David's got a great point. "There have been some real duds in the last 5 years." The pulitzer always baffles my mind. I mean, come on, "Dinner with Friends?" "Proof?" The decisions are relatively conservative, and based in commericialism. What could the criteria possibly be? What it obviously is not is an award to distinguish playwrights who are progressive with the artform and chart new territory, at least, in most cases.

arcticactor said...

I would go so far as to add "Doubt" to MattJ's tally of clean, middling plays. Couple that with "Wit" and "Rent" and ... there's a pretty obvious formula for the P seal these days. Seems more and more like the committee awards the prize the way a university review panel might grade a thesis production: not so much a symbol for the best we have to offer as much as a graduation stamp for the well-made play. These plays also collapse nicely into HBO retro-fits. Isn't there another rule? That whatever play Albee squeezed out HAS to be nominated? I don't get it.

Anonymous said...

just returned from a matinee of rabbit hole... where, for some strange reason, a significant portion of the not-entirely-octagenarian audience felt compelled to STAND(?!?) at the curtain... WHAT?!?... And now this... No wonder theater sucks.

Anonymous said...

er, octogenarian... must be approaching there myself.

damien said...

It seems pretty clear that there just wasn't a Pulitzer-worthy play this year--and also that this two-critics-plus-one-artist judging panel is a poor system (last year, when Charles Isherwood was a judge and his pet project Thom Pain was a finalist, it was ridiculously clear that that was his personal call).

The Playgoer said...

The Pulitzer committee has indeed sometimes taken the option of giving no prize for Drama. Ideally such a statement could goad theatre companies to more aggressively presenting new plays. Unfortunately it would be read by the media as "American Plays Suck."

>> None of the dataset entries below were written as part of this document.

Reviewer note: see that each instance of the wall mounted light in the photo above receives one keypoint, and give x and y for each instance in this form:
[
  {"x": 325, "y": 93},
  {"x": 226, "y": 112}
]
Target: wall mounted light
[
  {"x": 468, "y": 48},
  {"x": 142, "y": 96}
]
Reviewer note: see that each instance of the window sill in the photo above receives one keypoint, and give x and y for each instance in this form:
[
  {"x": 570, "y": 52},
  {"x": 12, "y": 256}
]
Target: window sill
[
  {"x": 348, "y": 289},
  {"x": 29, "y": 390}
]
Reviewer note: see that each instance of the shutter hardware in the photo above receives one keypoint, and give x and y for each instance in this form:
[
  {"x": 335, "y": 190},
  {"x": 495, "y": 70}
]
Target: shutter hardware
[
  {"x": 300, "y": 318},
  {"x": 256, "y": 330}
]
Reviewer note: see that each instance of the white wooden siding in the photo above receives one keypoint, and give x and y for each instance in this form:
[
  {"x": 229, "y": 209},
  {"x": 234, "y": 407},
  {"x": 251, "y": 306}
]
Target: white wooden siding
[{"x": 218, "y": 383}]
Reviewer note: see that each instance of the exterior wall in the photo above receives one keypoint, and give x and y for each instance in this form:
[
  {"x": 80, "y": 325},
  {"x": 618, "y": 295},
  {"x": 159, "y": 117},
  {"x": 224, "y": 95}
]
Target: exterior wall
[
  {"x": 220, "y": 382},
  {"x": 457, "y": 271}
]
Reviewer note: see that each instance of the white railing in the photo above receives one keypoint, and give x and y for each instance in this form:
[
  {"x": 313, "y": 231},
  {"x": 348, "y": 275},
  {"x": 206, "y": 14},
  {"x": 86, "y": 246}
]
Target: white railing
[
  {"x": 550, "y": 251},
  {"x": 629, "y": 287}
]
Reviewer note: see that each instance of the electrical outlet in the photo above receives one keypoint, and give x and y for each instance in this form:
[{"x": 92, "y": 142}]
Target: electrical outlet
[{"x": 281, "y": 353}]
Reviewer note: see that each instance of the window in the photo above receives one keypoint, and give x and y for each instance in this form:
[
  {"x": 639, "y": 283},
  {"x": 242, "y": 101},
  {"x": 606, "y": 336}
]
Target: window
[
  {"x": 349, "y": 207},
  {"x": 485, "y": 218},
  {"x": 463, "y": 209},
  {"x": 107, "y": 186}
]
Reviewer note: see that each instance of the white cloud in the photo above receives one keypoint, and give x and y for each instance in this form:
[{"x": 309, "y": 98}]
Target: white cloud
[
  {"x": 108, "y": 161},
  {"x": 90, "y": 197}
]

Sometimes they've taken the even more interesting step of naming a screenplay! Which I actually support for certain films. In 1986 they gave it to Hannah and Her Sisters. Certainly an inoffensive safe choice as far as challenging material goes. But as an eternal Woody fan, I say right on. (Sentimental nostalgia comedy? Perhaps a bit. But still holds up beautifully on its own terms.)

But, look, I would have more respect for the Pulitzer folks if they gave it to Kushner for "Munich" than to Miss Witherspoon! (Or even interesting indie films I haven't seen like Brokeback, or Me and You and Everyone I Know)

Other screenplay nominations?

frank's wild lunch said...

I don't know the other two plays, but I would be thrilled to see The Intelligent Design of Jenny Chow win a Pulitzer. I saw the South Coast Rep production and have been singing its praises ever since.